[PATCH 4/6] drm/ttm: use ttm_bo_reserve_slowpath_nolru in ttm_eu_reserve_buffers

Thu Dec 6 07:38:03 PST 2012

On Thu, Dec 6, 2012 at 5:52 AM, Maarten Lankhorst
<maarten.lankhorst at canonical.com> wrote:
> Op 06-12-12 02:36, Jerome Glisse schreef:
>> On Fri, Nov 30, 2012 at 7:12 AM, Maarten Lankhorst
>> <m.b.lankhorst at gmail.com> wrote:
>>> This requires re-use of the seqno, which increases fairness slightly.

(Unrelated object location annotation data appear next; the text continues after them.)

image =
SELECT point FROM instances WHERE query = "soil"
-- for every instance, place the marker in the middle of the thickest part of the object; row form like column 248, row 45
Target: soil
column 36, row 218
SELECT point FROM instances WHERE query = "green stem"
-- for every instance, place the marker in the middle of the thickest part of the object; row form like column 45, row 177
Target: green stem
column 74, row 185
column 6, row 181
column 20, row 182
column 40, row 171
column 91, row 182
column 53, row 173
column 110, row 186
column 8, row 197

>>> Instead of spinning with a new seqno every time we keep the current one,
>>> but still drop all other reservations we hold. Only when we succeed,
>>> we try to get back our other reservations again.
>>>
>>> This should increase fairness slightly as well.
>>>
>>> Signed-off-by: Maarten Lankhorst <maarten.lankhorst at canonical.com>
>>> ---
>>>  drivers/gpu/drm/ttm/ttm_execbuf_util.c | 14 ++++++++++++--
>>>  1 file changed, 12 insertions(+), 2 deletions(-)
>>>
>>> diff --git a/drivers/gpu/drm/ttm/ttm_execbuf_util.c b/drivers/gpu/drm/ttm/ttm_execbuf_util.c
>>> index c7d3236..c02b2b6 100644
>>> --- a/drivers/gpu/drm/ttm/ttm_execbuf_util.c
>>> +++ b/drivers/gpu/drm/ttm/ttm_execbuf_util.c
>>> @@ -129,13 +129,17 @@ int ttm_eu_reserve_buffers(struct list_head *list)

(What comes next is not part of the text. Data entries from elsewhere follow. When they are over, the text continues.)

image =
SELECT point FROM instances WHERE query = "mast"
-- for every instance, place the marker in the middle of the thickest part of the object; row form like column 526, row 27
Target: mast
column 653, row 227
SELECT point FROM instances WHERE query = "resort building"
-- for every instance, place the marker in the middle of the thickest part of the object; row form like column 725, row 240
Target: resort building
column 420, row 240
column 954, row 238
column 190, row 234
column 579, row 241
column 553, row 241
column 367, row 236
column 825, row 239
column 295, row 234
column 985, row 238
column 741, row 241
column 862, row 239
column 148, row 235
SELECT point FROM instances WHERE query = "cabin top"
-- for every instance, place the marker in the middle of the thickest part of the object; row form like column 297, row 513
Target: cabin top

>>>         entry = list_first_entry(list, struct ttm_validate_buffer, head);
>>>         glob = entry->bo->glob;
>>>
>>> -retry:
>>>         spin_lock(&glob->lru_lock);
>>>         val_seq = entry->bo->bdev->val_seq++;
>>>
>>> +retry:
>> After more thinking while i was going over patches to send comment i
>> think this one is bad, really bad. So here is bad case i see, we have
>> a list of 2 bo A & B. We succeed reserving A we set seq_valid to true
>> and val_seq to our val_seq. We fail on B, we go slow path and
>> unreserve A. Some other CPU reserve A but before it write either
>> seq_valid or val_seq we wakeup reserve B and retry to reserve A in
>> reserve_nolru we see A as reserved we enter the while loop see
>> seq_valid set and test val_seq against our same old val_seq we got ==
>> and return -EDEADLCK which is definitly not what we want to do. If we
>> inc val seq on retry we will never have this case. So what exactly not
>> incrementing it gave us ?
> Hm, that would indeed be a valid problem.
>
> Annoyingly, I can't do the conversion to mutexes until the end of the patchset.

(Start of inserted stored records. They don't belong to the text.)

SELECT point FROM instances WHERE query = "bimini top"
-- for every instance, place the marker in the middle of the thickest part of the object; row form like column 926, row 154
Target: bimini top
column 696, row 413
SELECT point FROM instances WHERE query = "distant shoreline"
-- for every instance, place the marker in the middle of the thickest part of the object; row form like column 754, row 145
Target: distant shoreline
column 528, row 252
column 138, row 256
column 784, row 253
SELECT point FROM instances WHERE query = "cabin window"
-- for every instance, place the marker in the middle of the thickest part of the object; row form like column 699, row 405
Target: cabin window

> I solved this in the ticket mutexes by making the seqno an atomic, which is unset before unlocking.
> But doing this with the current ttm code would force extra wake_up_all's inside the reserve path,
> since we lack the slowpath handling mutexes have.
>
> Nouveau would run into the same problems already with patch 1, so perhaps we could disable
> the -EDEADLK handling and sleep in that case for now? Afaict, it's a driver error if -EDEADLK
> occurs.
>
> If performance is unimportant unset seq_valid before unreserving,
> and add a smp_wmb between seqno and seqno_valid assignments.
> wake_up_all() would be called unconditionally during reservation then, but that call is expensive..
>
>> I think the read and write memory barrier i was talking in patch 1
>> should avoid any such things to happen but i need to sleep on that to
>> make nightmare about all things that can go wrong.
> No it wouldn't help, still a race immediately after the xchg call. :-(
>
> ~Maarten

Then just keep the retry label where it's, it doesn't change the
fundamental of that patch and it avoids the EDEADLK scenario.

Cheers,
Jerome